Essentiellement, Obertone a passé le râteau sur les faits divers qu'il aligne au fil des pages pour démontrer que nous vivons un temps d'horreur absolue auprès de quoi tout ce qui a pu se dérouler dans le passé n'est que du pipi de chat. Il en est sûr : l'homme est intrinsèquement mauvais, les enfants sont des ordures, la justice est pourrie, le est nul, les Arabes et les Noirs sont tous des assassins et, sans la criminalité, la France ne serait pas en déficit (sic). Il bombarde des statistiques sans les étayer par un référencement correct et, de chemins de traverse en raccourcis, il balance à tout va des assertions fumeuses comme des vérités d’évidence (c'est sans doute ce que certains louent comme un « humour » extraordinaire ?). Globalement, il n'y a pas de réflexion calme et étayée, et encore moins de pistes vers des solutions pour sortir de cet enfer où nous sommes tous supposés vivre. En effet, à part la prison pour tous et les camps de rééducation pour les autres, on ne voit pas bien ce qui serait susceptible d’apaiser les angoisses funestes et atrabilaires de ce jeune homme.

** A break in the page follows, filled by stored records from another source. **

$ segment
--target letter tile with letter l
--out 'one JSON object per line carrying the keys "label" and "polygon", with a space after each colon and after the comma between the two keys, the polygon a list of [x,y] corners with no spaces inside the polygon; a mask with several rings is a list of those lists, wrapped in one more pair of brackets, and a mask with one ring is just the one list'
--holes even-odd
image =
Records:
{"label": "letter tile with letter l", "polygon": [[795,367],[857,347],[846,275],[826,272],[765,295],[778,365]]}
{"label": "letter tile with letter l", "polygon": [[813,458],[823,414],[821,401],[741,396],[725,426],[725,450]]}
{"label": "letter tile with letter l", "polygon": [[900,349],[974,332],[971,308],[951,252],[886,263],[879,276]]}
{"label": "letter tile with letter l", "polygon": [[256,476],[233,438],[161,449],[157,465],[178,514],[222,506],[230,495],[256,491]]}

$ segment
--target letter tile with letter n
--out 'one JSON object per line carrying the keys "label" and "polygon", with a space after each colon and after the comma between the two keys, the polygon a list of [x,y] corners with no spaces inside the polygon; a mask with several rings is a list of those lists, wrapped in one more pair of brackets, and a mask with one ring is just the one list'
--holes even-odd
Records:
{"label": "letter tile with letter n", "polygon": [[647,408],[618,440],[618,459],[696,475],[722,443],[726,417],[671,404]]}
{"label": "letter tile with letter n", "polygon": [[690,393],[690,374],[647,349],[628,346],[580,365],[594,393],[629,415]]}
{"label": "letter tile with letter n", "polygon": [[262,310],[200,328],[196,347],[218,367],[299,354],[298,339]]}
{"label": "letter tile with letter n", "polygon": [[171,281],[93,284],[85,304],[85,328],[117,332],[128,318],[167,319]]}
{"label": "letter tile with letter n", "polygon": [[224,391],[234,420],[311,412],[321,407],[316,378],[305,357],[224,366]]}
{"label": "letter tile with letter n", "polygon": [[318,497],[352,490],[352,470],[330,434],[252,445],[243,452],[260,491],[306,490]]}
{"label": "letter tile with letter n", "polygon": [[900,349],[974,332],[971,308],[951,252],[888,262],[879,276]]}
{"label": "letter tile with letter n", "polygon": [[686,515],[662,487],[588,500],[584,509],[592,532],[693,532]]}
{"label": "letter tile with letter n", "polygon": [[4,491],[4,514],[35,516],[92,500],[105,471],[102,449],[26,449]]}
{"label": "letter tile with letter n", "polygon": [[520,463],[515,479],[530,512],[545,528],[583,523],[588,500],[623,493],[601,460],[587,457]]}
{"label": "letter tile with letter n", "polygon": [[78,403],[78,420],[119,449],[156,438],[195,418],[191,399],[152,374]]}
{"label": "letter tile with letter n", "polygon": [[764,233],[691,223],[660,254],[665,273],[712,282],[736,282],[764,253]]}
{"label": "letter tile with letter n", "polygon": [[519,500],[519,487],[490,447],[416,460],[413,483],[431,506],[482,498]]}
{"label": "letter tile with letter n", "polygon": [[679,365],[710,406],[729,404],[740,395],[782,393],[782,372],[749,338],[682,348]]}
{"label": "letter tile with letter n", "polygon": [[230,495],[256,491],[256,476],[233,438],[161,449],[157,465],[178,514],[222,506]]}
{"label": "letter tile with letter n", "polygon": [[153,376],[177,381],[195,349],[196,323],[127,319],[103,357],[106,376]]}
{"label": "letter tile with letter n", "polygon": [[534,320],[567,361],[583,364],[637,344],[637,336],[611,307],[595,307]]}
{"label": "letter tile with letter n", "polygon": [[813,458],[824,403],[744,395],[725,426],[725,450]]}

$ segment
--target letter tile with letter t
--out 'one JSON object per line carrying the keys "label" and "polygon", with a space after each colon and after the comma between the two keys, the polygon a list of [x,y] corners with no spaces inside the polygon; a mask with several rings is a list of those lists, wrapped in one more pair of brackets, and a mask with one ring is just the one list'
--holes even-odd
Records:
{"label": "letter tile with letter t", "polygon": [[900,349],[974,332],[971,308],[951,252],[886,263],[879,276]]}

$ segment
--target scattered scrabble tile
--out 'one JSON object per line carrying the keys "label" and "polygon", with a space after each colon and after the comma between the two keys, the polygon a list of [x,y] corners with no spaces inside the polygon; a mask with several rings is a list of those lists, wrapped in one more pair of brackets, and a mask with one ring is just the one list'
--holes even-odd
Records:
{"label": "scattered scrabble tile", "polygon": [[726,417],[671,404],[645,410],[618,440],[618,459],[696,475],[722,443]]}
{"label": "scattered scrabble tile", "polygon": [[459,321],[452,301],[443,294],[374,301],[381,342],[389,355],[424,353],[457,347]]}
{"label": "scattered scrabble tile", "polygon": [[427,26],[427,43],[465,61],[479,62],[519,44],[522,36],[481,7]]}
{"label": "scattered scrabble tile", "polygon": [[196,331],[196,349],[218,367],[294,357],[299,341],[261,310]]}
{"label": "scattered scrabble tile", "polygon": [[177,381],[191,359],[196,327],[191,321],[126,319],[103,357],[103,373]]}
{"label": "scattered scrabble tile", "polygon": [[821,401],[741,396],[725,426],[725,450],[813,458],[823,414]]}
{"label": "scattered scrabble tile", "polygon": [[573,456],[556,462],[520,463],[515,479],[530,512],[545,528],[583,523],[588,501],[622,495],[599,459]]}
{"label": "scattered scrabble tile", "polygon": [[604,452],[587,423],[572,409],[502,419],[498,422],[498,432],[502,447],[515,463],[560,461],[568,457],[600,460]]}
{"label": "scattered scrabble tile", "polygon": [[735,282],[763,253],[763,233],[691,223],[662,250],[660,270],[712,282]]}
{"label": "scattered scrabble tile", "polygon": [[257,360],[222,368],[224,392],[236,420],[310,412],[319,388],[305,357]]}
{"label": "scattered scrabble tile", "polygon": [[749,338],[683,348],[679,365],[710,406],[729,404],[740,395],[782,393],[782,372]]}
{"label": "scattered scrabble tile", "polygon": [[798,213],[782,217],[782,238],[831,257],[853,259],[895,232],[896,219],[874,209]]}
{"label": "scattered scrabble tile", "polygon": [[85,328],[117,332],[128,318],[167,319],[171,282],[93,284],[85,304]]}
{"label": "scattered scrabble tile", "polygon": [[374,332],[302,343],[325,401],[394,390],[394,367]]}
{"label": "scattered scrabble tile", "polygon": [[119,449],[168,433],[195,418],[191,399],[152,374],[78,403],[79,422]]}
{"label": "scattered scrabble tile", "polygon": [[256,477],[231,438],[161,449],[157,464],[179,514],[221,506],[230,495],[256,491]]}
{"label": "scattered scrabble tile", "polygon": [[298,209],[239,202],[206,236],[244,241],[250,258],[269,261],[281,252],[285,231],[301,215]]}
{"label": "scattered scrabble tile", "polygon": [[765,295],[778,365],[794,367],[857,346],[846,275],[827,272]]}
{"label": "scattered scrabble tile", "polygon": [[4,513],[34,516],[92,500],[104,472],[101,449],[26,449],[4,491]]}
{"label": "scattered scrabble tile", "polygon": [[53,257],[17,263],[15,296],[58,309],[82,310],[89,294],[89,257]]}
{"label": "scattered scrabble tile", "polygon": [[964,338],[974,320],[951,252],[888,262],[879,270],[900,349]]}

Plus que Houellebecq ramené ici dans l’arène – et quel rapport y a-t-il entre ce bouquin et un roman de Houellebecq, sinon qu'on a reproché à ce dernier de haïr l'islam ? –, Laurent Obertone lorgnerait plutôt du côté de Céline, mais il est bien loin d'en avoir le souffle. Et pas non plus celui de Philippe Muray dont il se réclame aussi. Surtout, on ne sait pas – lui le premier, semble-t-il – ce qu'est ce livre, sinon un fourre-tout à vocation apocalyptique qui ressemble plus à une interminable compilation de faits divers qu'à un essai. En cela, on serait tenté d’avancer l’idée que c’est un livre dangereux. Non pas, comme l’affirme l’auteur, parce qu’en révélant des vérités que tout le monde s’applique à cacher il déjouerait le « grand complot » qui nous menace, mais parce qu’il va alimenter la boîte à fantasmes déjà pleine du café du commerce. Le a ses limites et l’on ne peut prétendre faire un portrait objectif de notre société en se bornant à la recension exclusive des crimes et délits qui s’y commettent. Avec la même technique, on pourrait tout aussi bien en brosser un tableau parfaitement idyllique qui ne serait pas plus honnête.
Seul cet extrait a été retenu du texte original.